1908 and the useful domestic shortcut
Bisto was invented in 1908 by two figures usually recorded as Messrs McRoberts and Patterson. The sourced material does not give us a neat little full-name-and-birthplace tale, which is probably for the best. Food history often becomes suspiciously tidy once brands get hold of it. What matters is that their first product answered a very practical kitchen problem: how to make gravy thicker, more savoury, and more dependable without requiring heroic pan-dripping management every time. In British cooking, that is not a small contribution. A roast dinner can forgive many things, but watery gravy is not usually one of them.
The smell that did the advertising
Bisto’s old advertising knew exactly what it was selling: aroma. The Bisto Kids, created by illustrator Will Owen, first appeared in newspapers in 1919. They were usually shown as a boy and girl catching the scent of Bisto on the breeze, drawn along by the promise of gravy somewhere nearby. It is a wonderfully British image, really: not glamour, not abundance, just two children being emotionally overcome by the smell of dinner. The phrase “Ah! Bisto” became part of the brand’s public memory because it understood something simple. Gravy is not just poured. It announces itself from the kitchen before anyone has sat down.
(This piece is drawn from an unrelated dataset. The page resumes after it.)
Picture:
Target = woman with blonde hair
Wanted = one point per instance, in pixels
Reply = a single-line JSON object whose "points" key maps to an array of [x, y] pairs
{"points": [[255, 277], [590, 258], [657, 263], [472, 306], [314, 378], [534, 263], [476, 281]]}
Powder, granules, and the family resemblance
Bisto later became known for several formats, especially the gravy granules introduced in 1979, which dissolve in hot water to make a quick gravy substitute. But Bisto Gravy Powder keeps you closer to the older idea: a powder used to help build and thicken gravy rather than simply conjure a jugful from nowhere. That distinction matters to some cooks and is completely invisible to others, which is how British cupboard arguments begin. The brand has passed through different owners over the years, including Cerebos and RHM, before becoming part of Premier Foods. Those changes help explain the modern packet family, but they do not change the basic job: rescuing dinner from dryness.
Why it follows people to Canada
British expats in Canada do not usually miss Bisto because it is rare or grand. They miss it because it belongs to ordinary meals: Sunday roasts, school-night sausages, cottage pie, chips with gravy, grandparents’ cupboards, and the faint panic of being asked to “just make the gravy” when everyone is already sitting down. A 454g tub is the practical sort, the one for people who expect gravy to happen more than once. It is familiar, brown, dependable, and unlikely to write poetry about itself, which is exactly as it should be. The Great British Shop understands that sometimes the taste of home is simply a jug of gravy that behaves.